Please see comment below for good examples.


FUNCTION for PLOTs


Feel free to use this function for your visualizations and change or improve it if you wish. Note what kind of options you can provide to this plot. I tried to limit those options to only very important once, fixing other options to make a nice plot.

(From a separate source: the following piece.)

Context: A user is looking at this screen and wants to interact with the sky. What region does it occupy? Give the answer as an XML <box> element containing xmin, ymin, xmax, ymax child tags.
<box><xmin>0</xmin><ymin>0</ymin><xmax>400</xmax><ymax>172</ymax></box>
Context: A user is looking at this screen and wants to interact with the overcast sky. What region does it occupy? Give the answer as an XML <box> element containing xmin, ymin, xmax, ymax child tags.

ClearAll@WordFrequencyPlot;

Options[WordFrequencyPlot]=
{"YearStart"->1800,"YearEnd"->Now,"Case"->True,
"Smooth"->3,"Scaling"->None,"Style"->Automatic};

WordFrequencyPlot[words_,OptionsPattern[]]:=
With[{
    $data=WordFrequencyData[words,"TimeSeries",
       {OptionValue["YearStart"],OptionValue["YearEnd"]},
       IgnoreCase->OptionValue["Case"]]},
    DateListPlot[
       MapThread[Callout,
         {MeanFilter[#,Quantity[OptionValue["Smooth"],"Years"]]&/@
         Values[$data],words}],
       ScalingFunctions->OptionValue["Scaling"],
       PlotRange->All,
       PlotTheme->"Detailed",
       PlotStyle->OptionValue["Style"],
       FrameTicks->{Automatic,None},
       ImageSize->Large,
       FrameLabel->{"YEAR","FREQUENCY in TEXT"}]
]
POSTED BY: Vitaliy Kaurov
33 Replies

A few key sciences

Medicine leads strongly much above even mathematics.

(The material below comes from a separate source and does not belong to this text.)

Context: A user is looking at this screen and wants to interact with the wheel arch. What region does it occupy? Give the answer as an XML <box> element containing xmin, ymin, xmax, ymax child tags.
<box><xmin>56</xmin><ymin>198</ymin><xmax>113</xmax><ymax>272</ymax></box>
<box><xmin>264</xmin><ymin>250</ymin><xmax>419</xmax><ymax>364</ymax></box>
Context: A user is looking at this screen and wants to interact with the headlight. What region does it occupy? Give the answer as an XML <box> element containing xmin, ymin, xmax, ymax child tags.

WordFrequencyPlot[{"chemistry","geology","physics","mathematics","astronomy","biology",
"botany","zoology","genetics","medicine","ecology","anthropology"},"YearStart"->1950]

enter image description here

POSTED BY: Vitaliy Kaurov

Communist political ideologies and systems

https://en.wikipedia.org/wiki/Communism

The raise and peak of communism mentions happens during cold war and existence of Soviet Union (USSR). The emergence of the Soviet Union as the world's first nominally communist state led to communism's widespread association with Marxism–Leninism and the Soviet economic model. Almost all communist governments in the 20th century espoused Marxism–Leninism or a variation of it.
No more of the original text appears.